Your criticism (outside of complexity) of the suggestion may be unfounded, consider:
Client: asks server for nonce
Server: sends nonce
---- OR ----
Nonce arrives with login page
Client: sends HMAC(nonce + HMAC(username + password + appname) + Unix Epoch rounded to last 5 min block))
Server:
1. gets response
2. using username as key pulls HMAC(username + password + appname) from DB
3. Computes HMAC(last nonce sent to username + DB HMAC + Unix Epoch rounded to last 5 min block)) and compares to user token
4. last nonce is cleared
This algorithm would have prevented the attack (only the client computed HMAC would be in the logs) and is not subject to replay.
To be fair what you're describing is a PAKE, which is substantially different from "merely" moving the key-derivation functionality of password hashing from the server to the client. They're categorically different things.
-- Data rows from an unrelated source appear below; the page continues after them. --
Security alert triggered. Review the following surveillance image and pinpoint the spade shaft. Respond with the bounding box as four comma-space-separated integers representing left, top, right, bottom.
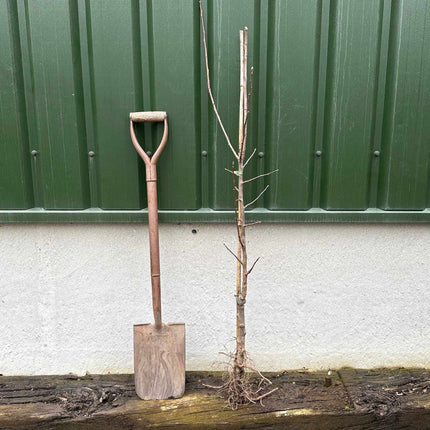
130, 112, 185, 400
130, 112, 169, 329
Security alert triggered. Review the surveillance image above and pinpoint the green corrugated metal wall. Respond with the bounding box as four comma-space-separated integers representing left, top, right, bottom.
0, 0, 430, 222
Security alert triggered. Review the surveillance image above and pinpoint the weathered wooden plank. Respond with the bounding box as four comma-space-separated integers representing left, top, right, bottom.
0, 369, 430, 430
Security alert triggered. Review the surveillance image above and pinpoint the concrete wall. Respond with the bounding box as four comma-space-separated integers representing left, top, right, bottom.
0, 224, 430, 375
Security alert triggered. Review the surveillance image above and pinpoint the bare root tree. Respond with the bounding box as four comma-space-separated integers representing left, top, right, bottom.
199, 1, 277, 408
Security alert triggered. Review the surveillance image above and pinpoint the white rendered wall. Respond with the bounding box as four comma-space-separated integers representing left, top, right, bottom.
0, 224, 430, 375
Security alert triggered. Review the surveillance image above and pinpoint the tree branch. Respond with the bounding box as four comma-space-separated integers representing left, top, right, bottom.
199, 1, 239, 160
247, 257, 260, 275
244, 185, 269, 209
243, 169, 279, 184
243, 148, 257, 168
223, 243, 243, 265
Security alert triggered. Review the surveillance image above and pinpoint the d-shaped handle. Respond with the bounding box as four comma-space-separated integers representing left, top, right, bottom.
130, 111, 169, 182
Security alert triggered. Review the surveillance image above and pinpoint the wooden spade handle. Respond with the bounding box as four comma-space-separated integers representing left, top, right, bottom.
130, 111, 167, 122
130, 112, 169, 329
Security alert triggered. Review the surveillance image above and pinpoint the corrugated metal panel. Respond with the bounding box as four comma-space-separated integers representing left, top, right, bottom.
0, 0, 430, 221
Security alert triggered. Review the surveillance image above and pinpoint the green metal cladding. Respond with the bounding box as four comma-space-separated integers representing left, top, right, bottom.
0, 0, 430, 222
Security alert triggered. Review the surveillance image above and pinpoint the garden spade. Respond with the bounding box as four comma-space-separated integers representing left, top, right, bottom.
130, 112, 185, 400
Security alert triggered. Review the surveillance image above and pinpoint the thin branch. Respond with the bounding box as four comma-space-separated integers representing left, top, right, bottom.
247, 257, 260, 275
244, 221, 261, 227
242, 169, 279, 184
199, 1, 239, 160
243, 148, 257, 168
223, 243, 243, 265
243, 67, 254, 147
245, 185, 269, 209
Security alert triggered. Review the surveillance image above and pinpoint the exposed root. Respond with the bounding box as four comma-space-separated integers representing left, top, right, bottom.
205, 352, 278, 409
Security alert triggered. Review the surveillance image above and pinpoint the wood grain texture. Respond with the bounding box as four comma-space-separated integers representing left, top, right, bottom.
0, 369, 430, 430
134, 323, 185, 400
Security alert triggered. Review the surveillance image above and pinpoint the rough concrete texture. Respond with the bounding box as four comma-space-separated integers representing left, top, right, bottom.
0, 224, 430, 375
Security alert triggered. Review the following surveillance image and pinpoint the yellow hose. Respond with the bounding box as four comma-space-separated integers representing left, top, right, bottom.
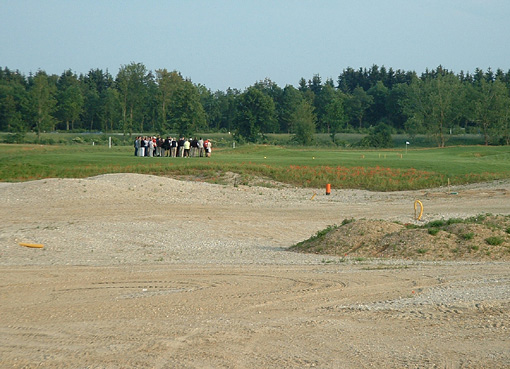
19, 242, 44, 249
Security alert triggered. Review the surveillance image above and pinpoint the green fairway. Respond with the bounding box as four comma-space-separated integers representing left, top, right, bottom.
0, 145, 510, 191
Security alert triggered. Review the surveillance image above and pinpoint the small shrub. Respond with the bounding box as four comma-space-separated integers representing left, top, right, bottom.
485, 236, 504, 246
428, 228, 439, 236
446, 218, 465, 225
342, 218, 354, 225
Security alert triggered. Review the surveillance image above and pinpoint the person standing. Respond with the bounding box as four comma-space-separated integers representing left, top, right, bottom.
134, 136, 140, 156
170, 137, 177, 158
184, 139, 191, 158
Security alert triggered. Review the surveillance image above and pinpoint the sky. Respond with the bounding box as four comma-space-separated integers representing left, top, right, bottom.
0, 0, 510, 91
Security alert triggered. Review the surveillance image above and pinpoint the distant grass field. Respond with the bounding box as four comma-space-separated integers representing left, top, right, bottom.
0, 144, 510, 191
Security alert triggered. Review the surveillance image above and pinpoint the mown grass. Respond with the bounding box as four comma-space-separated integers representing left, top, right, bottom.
0, 145, 510, 191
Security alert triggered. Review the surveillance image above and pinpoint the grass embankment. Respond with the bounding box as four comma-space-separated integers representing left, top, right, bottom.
0, 145, 510, 191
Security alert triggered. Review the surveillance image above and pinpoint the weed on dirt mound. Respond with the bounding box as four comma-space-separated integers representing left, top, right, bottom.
290, 214, 510, 261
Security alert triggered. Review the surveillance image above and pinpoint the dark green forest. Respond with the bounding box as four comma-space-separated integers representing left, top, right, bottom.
0, 63, 510, 147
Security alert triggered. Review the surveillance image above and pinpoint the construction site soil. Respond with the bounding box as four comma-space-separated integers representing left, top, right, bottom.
0, 174, 510, 368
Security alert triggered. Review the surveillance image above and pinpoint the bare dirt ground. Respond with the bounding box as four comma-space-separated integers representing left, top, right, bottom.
0, 174, 510, 368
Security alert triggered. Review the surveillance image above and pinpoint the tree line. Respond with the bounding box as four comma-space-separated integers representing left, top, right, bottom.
0, 63, 510, 147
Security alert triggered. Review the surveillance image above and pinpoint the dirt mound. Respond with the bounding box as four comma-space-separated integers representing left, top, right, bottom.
291, 215, 510, 261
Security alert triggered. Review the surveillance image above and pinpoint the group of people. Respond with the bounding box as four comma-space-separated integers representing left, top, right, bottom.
134, 136, 212, 158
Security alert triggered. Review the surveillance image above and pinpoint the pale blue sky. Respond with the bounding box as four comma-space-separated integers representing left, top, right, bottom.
0, 0, 510, 91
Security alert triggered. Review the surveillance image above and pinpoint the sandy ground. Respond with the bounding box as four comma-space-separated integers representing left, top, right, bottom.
0, 174, 510, 368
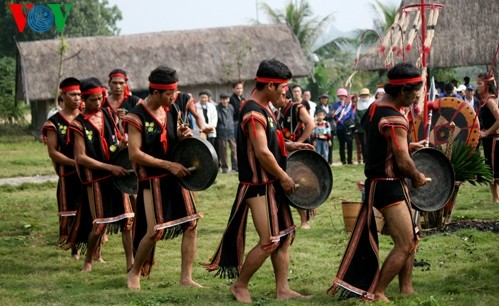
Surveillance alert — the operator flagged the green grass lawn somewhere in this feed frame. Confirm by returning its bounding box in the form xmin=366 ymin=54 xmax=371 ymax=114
xmin=0 ymin=134 xmax=499 ymax=306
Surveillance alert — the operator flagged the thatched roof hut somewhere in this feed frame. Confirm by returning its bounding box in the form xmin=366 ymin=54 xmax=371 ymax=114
xmin=16 ymin=25 xmax=310 ymax=100
xmin=358 ymin=0 xmax=499 ymax=70
xmin=16 ymin=24 xmax=310 ymax=137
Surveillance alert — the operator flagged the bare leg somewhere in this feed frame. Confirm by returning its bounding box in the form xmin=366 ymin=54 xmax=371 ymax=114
xmin=399 ymin=253 xmax=414 ymax=294
xmin=127 ymin=190 xmax=156 ymax=289
xmin=180 ymin=228 xmax=203 ymax=288
xmin=374 ymin=202 xmax=414 ymax=302
xmin=230 ymin=196 xmax=270 ymax=303
xmin=297 ymin=208 xmax=310 ymax=229
xmin=270 ymin=241 xmax=302 ymax=300
xmin=121 ymin=230 xmax=133 ymax=272
xmin=81 ymin=225 xmax=101 ymax=272
xmin=490 ymin=180 xmax=499 ymax=203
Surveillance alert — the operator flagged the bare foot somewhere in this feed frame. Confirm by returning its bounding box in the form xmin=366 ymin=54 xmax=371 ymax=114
xmin=180 ymin=279 xmax=204 ymax=288
xmin=276 ymin=288 xmax=305 ymax=300
xmin=127 ymin=272 xmax=140 ymax=290
xmin=229 ymin=284 xmax=253 ymax=304
xmin=374 ymin=293 xmax=390 ymax=303
xmin=400 ymin=288 xmax=416 ymax=295
xmin=81 ymin=261 xmax=92 ymax=272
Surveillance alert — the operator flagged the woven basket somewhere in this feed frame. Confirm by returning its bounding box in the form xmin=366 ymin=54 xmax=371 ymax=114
xmin=341 ymin=200 xmax=385 ymax=233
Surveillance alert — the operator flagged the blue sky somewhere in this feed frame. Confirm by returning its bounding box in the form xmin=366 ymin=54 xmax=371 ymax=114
xmin=109 ymin=0 xmax=400 ymax=35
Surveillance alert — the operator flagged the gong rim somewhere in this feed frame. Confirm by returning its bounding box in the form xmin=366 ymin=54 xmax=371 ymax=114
xmin=406 ymin=148 xmax=455 ymax=212
xmin=173 ymin=137 xmax=218 ymax=191
xmin=285 ymin=150 xmax=333 ymax=209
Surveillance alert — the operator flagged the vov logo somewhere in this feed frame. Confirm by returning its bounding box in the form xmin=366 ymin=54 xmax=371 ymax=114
xmin=9 ymin=3 xmax=73 ymax=33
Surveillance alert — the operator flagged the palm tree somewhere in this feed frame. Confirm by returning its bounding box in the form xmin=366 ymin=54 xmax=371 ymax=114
xmin=261 ymin=0 xmax=333 ymax=54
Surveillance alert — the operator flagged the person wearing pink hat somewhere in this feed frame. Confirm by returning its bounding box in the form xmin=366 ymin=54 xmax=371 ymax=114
xmin=333 ymin=88 xmax=355 ymax=165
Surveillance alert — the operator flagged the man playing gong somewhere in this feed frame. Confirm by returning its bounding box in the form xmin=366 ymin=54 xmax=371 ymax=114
xmin=206 ymin=59 xmax=313 ymax=303
xmin=124 ymin=66 xmax=201 ymax=289
xmin=328 ymin=63 xmax=426 ymax=302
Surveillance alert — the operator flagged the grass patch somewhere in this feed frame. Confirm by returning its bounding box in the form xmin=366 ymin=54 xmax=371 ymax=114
xmin=0 ymin=141 xmax=499 ymax=306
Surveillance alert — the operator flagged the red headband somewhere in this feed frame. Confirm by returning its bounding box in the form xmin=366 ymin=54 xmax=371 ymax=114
xmin=255 ymin=77 xmax=288 ymax=84
xmin=61 ymin=85 xmax=80 ymax=93
xmin=81 ymin=87 xmax=104 ymax=96
xmin=388 ymin=76 xmax=423 ymax=85
xmin=149 ymin=82 xmax=178 ymax=90
xmin=109 ymin=72 xmax=128 ymax=82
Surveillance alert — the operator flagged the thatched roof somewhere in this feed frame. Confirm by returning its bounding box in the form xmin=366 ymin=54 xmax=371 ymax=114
xmin=16 ymin=25 xmax=310 ymax=100
xmin=358 ymin=0 xmax=499 ymax=70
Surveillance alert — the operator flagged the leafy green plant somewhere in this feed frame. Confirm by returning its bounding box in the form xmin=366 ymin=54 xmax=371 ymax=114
xmin=442 ymin=141 xmax=492 ymax=186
But you're right - if you're going down the rabbit hole of client-side hashing, you might as well implement a PAKE instead.
This kind of gets to the heart of what I was referring to when I said client-side hashes are like faster horses rather than cars. If you're spending this much effort, a superior protocol is better than an unorthodox, modified one. SRP is a PAKE which basically takes your proposal and moves it into a different layer of abstraction (TLS), and OPAQUE makes improvements upon it which allow you to use elliptic curves[1]. There are other reasons not to use PAKEs, but they're a much more coherent and defensible suggestion than just bolting the key derivation system onto the client rather than the server.